Metals got off to a flying start in 2006. But they have fallen somewhat in the last week. Gold slumped to just $541 on Wednesday, more than 5% off its high of $574.60 at the beginning of last month; platinum dropped below its $1,000 per ounce level; and silver is 6.5% off its January high.
So what’s going on? asks Adrian Ash on Dailyreckoning.co.uk. “Is the trade of the decade taking a breather… or has it quit the field?”
It’s a breather, says Bill Bonner, also on Dailyreckoning.co.uk. The main factor behind gold’s fall last week was the threat that Japanese interest rates might start to rise from their 0% level. Large amounts of gold are bought in yen borrowed at very low rates, so any suggestion of a rise makes dealers rush to close their positions. The other metals then followed gold down as investors fretted that the bull market in the metals sector might be coming to an end.
But it isn’t. “It’s a weak bull market that doesn’t have strong corrections,” says Bonner, who thinks that gold could fall all the way back to $500 before resuming its upwards path.

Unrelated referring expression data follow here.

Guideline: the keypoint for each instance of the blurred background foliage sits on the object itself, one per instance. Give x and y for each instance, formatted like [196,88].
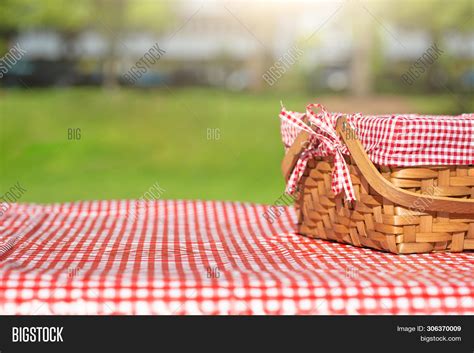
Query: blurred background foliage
[157,129]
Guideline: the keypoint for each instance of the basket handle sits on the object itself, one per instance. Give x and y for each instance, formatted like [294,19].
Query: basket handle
[390,191]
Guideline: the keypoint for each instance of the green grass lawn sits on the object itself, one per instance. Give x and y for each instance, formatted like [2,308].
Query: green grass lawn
[131,139]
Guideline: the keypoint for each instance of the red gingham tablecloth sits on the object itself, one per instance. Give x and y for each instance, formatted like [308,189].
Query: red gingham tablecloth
[196,257]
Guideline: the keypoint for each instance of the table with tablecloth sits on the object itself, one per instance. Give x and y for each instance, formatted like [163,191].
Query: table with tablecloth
[208,257]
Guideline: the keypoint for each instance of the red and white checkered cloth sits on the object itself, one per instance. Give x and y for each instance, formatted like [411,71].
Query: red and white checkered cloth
[394,140]
[195,257]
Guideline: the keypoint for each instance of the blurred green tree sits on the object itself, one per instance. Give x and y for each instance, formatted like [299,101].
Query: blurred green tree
[111,17]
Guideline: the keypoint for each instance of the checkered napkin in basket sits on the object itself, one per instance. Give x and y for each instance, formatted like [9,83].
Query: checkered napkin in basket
[194,257]
[390,140]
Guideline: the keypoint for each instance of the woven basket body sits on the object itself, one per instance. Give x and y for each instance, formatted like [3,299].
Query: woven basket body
[409,214]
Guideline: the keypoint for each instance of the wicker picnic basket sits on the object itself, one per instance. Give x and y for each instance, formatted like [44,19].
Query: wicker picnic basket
[403,210]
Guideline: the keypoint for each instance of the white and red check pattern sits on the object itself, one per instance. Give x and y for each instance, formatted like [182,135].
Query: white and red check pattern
[196,257]
[395,140]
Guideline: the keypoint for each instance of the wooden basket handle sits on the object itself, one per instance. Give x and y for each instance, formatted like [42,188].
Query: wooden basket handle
[387,189]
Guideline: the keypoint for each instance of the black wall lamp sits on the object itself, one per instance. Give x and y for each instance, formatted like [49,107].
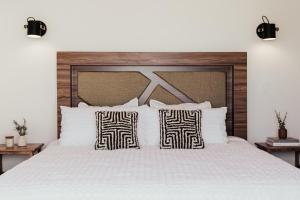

Analyst David Fuller agrees that the last week’s trading represents no more than a blip. As he points out on Fullermoney.com, in a world where central banks can, and do, print trillions of new dollars, euros, yen, and so forth every day, any long-term store of value (such as gold) can only be a good thing to hold. The fundamentals of the market are still just as they were, so ignore the bears and “buy gold on dips”, says Bonner.